Quick Comment on Two Posts

I’ve written two posts responding to a series of statements and entries a blogger posted on infant circumcision. They’re extensive, so I expect only the truly interested will read them. However, I’d like to point out an interesting and useful section from each. From the first entry, in response to a claim by Professor Brian Morris on the cost of circumcision for infants and adults:

Speaking strictly from a finance perspective, advocating for infant circumcision is the more expensive approach. His analysis is that the cost is 10 times 0.1 for his preference and 0.1 times 10 for his worst case. The present value of $1 spent over many years in the future is less than the $1 spent today. Professor Morris prefers the more expensive option.
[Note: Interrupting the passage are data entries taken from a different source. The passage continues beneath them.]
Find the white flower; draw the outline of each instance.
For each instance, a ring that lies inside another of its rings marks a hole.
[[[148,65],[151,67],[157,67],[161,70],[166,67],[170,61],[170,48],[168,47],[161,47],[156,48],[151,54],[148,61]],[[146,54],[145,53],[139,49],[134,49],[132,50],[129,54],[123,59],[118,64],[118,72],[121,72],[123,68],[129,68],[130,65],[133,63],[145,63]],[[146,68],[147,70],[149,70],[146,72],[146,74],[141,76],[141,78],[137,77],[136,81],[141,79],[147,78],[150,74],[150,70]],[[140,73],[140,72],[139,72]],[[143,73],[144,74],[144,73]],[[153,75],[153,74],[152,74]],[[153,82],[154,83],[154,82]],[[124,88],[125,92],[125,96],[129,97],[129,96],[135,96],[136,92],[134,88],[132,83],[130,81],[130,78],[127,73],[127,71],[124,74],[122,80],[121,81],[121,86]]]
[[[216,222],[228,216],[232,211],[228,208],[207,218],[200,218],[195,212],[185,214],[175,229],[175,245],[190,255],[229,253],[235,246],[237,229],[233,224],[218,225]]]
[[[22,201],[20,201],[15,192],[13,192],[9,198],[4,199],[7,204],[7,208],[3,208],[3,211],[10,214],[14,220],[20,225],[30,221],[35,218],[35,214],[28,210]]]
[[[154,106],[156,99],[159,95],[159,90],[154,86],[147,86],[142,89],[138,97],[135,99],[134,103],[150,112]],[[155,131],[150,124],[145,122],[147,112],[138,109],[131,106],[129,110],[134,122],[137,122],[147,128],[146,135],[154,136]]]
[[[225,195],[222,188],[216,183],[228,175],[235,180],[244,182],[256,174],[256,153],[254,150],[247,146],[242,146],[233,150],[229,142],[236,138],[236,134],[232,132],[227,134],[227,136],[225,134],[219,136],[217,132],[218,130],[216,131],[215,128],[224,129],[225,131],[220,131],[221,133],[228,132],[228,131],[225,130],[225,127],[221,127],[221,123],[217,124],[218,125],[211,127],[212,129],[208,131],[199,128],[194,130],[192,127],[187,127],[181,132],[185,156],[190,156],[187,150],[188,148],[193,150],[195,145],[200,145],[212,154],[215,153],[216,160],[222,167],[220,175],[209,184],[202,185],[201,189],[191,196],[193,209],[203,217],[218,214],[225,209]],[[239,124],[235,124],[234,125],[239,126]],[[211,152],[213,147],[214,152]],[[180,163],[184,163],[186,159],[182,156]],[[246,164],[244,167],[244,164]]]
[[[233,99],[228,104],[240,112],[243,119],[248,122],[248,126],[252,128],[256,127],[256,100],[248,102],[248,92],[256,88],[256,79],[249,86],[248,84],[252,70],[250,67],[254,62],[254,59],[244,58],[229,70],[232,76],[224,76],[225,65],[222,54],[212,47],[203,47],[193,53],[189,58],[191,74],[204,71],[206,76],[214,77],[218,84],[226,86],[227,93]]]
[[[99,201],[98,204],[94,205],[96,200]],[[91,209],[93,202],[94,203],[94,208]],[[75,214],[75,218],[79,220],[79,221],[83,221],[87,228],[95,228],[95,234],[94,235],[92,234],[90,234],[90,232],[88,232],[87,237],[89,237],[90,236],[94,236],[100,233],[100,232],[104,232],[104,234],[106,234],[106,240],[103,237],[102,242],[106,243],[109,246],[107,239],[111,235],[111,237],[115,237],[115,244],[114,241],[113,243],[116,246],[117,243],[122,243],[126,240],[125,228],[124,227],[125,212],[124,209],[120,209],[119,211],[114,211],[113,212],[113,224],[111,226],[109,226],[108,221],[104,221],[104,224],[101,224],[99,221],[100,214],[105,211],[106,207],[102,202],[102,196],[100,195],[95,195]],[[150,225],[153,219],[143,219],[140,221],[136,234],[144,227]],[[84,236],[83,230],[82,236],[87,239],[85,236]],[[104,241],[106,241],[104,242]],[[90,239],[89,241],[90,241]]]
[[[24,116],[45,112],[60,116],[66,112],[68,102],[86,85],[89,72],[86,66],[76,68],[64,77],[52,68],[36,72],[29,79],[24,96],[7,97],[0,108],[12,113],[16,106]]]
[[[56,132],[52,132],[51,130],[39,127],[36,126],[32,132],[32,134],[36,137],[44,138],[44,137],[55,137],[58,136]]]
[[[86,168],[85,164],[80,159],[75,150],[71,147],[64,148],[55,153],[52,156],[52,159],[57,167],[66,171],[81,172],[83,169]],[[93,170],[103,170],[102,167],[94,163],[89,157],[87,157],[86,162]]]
From the second entry, apropo to this recent tweet directed to me, this:

Infant circumcision is a surgical procedure performed without medical need because it offers potential health benefits. The latter defense is what proponents obsess on, as the author does here. But just to prove that the author’s last claim is ad hominem deployed to prop up her indefensible case, there are potential advantages to being circumcised as an infant. The reduction in UTI risk is likely real. The reduction in HIV-infection risk is likely real, at least in the short-term. And so on. I accept this.

But so what? That gives no validity to prophylactic infant male circumcision. There are better, more effective, less invasive ways to achieve every single benefit or to treat the maladies in the unlikely instances where they occur. The objective health is what matters for proxy consent for a child. Is the intervention indicated and necessary? Infant circumcision fails this core test. Moving forward is unethical because objective reality trumps the subjective chase for justifications.

As I responded to that tweet, I don’t refute the scientific research. I reject the flawed (i.e. unethical) application of that research. There is a difference.

It’s worth noting, too, that I can accept the scientific research because my position remains strong regardless. The position that relies on the scientific research without ethics or core facts pertinent to each individual case falls apart if it acknowledges anything beyond its talking points.

This does not mean that I think the studies looking for potential benefits are sound and will withstand the scrutiny of time and further research. I suspect many of them won’t. The history of infant circumcision and the search for potential benefits demonstrates the belief in stagnant arguments for the procedure to be a silly proposition to defend with any certainty. Still, I can accept the findings as present scientific consensus. But I will continue to probe those potential flaws, as anyone who cares about science and furthering knowledge should. We don’t stop just because we find the answer we want.